I wanted to share a serendipitous story about a patient I saw in the office.
I normally introduce myself when I enter the room, but today was particularly chaotic and I wrongly assumed she would know my name.
I sat down, said hello, and asked how I could help her.
She shared with me that she was having new onset upper abdominal pain, and that she was due for a colonoscopy. I informed her that she would need an upper endoscopy and colonoscopy, and noticed immediate concern in her masked face.
“Every since my husband passed from having a colonoscopy, I have been scared to have one,” she stated.
She responded that her husband’s colonoscopy was performed by Dr. Cho several years ago.
Alerted by a name that sounded like mine, I promptly searched the medical records and discovered that I had performed his colonoscopy eight years ago.
At the time, he was admitted to the hospital due to acute rectal bleeding.
During his colonoscopy, his breathing deteriorated and he expired due to cardiopulmonary arrest.
Suddenly, I remember speaking with her in the recovery area, explaining to her what had happened, a terrible unforeseen complication of sedating a patient who was very sick– her husband who she would never share memories with again.
She told me that she thought it was me, but was unsure since I was wearing a mask and had not introduced myself upon entering the room.

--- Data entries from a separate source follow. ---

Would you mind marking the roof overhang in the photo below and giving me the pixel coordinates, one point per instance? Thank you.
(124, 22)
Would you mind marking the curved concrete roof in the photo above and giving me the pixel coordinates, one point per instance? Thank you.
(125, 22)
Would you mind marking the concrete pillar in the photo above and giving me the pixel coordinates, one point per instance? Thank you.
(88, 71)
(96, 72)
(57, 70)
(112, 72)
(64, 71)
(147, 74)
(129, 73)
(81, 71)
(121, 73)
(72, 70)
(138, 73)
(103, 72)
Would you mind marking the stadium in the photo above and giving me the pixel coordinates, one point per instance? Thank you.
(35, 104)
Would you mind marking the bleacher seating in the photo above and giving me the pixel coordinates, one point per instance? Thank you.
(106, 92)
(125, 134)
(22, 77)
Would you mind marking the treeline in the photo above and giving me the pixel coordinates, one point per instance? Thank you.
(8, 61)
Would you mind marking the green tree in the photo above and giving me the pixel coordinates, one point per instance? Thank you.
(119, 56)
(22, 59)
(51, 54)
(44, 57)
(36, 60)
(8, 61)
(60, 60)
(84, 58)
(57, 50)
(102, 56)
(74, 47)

She explained to me that since losing her husband, she transitioned to caring for her ailing mother, leaving no time to grieve. Her physical and mental health gradually deteriorated. When her mother moved to her brother’s home last year, she and her mother’s health improved, but she still remembers the fateful day like it was yesterday.
As I absorbed the sadness of her story, separated from her by masks and distance, I felt her loss like it was yesterday.

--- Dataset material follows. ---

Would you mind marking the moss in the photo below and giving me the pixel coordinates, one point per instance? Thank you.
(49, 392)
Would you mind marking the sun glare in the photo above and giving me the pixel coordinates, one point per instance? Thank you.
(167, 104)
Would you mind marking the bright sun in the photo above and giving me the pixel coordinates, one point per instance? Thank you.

She remembered that I hugged her that day and told her it was the worst day of my professional life.
We hug again and both agree it was good we met again, years after a day that changed our lives.
Gastroenterologists, like other doctors, often feel rushed in their day, and may not always feel like they have time to address all of a patient’s concerns.
When a patient and their family members see a doctor for an illness, they often need and want not only medical attention, but empathy and transparency.
When I feel rushed and tired, I try to remind myself of this advice.